Am 21. Juni 1238 wurde zwischen dem böhmischen König und der Johanniterniederlassung in Prag ein Vertrag über einen Gütertausch geschlossen, bei dem die Herren Castolaus und Henricus von Zittau als Zeugen auftraten. Dieser Vertrag ist die älteste erhalten gebliebene Urkunde, in der unsere Stadt erwähnt wird. Sie bildete auch den historischen Hintergrund für die 750-Jahr-Feier im Jahre 1988. Die Herren von Zittau entstammten einem bedeutenden böhmischen Adelsgeschlecht. Ihr aus zwei übereinander gelegten Pfahlleitern bestehendes Wappen ziert noch heute den Kurort Oybin. Auch an anderen Orten der Oberlausitz und Nordböhmens kann man es noch heute finden. Es macht deutlich, wie eng unsere Region mit der Geschichte Böhmens verbunden ist.
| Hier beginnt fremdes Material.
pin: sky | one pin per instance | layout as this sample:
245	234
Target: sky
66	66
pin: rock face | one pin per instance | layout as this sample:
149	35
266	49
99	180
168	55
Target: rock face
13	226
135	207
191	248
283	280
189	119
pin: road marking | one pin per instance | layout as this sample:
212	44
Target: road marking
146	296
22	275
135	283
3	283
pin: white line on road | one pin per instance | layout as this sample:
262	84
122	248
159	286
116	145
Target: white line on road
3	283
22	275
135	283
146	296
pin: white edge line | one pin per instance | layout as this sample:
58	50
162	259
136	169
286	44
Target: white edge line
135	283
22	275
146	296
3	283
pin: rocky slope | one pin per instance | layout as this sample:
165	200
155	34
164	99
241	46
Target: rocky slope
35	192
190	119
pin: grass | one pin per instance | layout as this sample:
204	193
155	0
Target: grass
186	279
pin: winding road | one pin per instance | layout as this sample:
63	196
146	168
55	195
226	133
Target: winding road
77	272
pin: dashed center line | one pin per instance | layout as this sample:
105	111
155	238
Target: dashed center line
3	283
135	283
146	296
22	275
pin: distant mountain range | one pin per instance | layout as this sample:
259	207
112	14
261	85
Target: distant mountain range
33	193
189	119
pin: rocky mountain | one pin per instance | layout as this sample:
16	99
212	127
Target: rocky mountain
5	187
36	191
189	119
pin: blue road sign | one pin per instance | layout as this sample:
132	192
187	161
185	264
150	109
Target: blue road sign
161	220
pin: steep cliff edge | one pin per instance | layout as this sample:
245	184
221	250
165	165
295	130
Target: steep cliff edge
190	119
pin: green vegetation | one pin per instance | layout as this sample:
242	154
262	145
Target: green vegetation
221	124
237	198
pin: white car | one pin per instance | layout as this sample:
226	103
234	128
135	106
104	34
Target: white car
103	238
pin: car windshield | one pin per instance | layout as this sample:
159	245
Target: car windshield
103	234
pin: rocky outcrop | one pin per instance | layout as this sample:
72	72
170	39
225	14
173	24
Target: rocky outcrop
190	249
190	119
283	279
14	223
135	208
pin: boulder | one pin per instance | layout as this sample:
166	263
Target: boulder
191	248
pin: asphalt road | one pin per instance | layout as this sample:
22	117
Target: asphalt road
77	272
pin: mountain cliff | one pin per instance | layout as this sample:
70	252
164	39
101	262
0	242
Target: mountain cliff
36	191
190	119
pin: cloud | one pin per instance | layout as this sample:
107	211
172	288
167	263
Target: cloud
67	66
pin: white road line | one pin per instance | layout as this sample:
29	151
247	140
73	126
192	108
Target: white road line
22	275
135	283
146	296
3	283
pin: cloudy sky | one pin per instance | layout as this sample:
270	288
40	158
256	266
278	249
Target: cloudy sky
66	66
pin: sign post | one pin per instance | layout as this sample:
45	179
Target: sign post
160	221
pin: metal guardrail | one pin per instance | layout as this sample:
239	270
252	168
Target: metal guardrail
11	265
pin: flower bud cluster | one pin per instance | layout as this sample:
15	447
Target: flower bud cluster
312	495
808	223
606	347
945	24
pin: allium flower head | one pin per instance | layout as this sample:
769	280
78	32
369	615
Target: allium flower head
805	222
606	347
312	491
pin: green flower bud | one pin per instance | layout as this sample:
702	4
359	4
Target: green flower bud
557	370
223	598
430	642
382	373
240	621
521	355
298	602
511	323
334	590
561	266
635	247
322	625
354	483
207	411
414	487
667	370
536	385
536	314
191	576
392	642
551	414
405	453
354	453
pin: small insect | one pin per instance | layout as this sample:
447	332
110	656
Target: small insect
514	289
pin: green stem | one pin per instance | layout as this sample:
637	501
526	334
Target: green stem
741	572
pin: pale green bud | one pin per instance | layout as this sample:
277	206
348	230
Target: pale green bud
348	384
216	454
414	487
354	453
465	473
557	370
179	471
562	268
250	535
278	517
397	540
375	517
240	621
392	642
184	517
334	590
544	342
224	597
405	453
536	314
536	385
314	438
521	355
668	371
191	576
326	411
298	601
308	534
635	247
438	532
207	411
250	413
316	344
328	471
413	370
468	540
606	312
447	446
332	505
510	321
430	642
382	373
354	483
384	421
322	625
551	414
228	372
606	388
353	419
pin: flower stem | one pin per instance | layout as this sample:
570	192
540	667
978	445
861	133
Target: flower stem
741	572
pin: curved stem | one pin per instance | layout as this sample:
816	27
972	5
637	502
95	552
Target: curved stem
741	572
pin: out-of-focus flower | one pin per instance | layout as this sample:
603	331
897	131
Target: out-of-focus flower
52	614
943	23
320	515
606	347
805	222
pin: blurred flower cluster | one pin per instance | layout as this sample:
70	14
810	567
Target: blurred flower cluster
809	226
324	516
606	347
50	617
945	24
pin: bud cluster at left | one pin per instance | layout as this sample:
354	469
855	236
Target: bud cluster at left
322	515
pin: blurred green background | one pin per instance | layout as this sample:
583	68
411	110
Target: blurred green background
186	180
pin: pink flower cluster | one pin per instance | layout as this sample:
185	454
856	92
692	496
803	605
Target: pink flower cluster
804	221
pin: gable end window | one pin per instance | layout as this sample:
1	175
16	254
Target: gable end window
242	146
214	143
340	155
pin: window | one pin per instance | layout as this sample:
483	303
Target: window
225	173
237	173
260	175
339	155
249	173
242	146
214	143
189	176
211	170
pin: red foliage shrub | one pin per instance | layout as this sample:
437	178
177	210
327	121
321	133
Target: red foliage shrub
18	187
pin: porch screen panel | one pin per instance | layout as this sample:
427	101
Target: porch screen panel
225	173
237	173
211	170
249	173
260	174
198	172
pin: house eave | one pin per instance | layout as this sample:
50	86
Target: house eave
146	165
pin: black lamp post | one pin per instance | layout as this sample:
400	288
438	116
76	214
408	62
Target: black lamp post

Unsere Vorfahren hielten aber noch ein zweites Datum in der frühen Stadtgeschichte für wichtig. Im Jahre 1255 besuchte der böhmische König Ottokar II. das damals noch recht junge Zittau, das ihm so wichtig erschien, dass er befahl, die Siedlung beträchtlich zu erweitern und mit einer Mauer zu befestigen. Nach alter Sitte umritt er Zittau und ließ in der Spur seines Pferdes durch eine mit dem Pflug gezogene Furche deren künftigen Umfang markieren. Die Stadtgrenze verlief seither im Bereich des heutigen Grünen Ringes. Darüber hinaus gewährte er eine Reihe gewinnbringender Privilegien wie Steuer- und Zollfreiheit, das Recht Gericht zu halten und eigene Münzen zu prägen. Dadurch gewann Zittau schnell an wirtschaftlicher und politischer Bedeutung, was schließlich dazu führte, dass es später zu einer königlichen Stadt erhoben wurde. Schon 1855 und 1955 nahm man dies zum Anlass für große Jubelfeiern. 2005 jährt sich der Besuch des Königs Ottokar II. nun bereits zum 750. Male, was gerade angesichts des engeren Zusammenrückens der Oberlausitz und Nordböhmens nach der Erweiterung der Europäischen Union ein guter Grund zum Feiern ist.

Aus diesem Anlass hat die Stadt Zittau vom 24. Juni bis 3. Juli 2005 eine Festwoche geplant.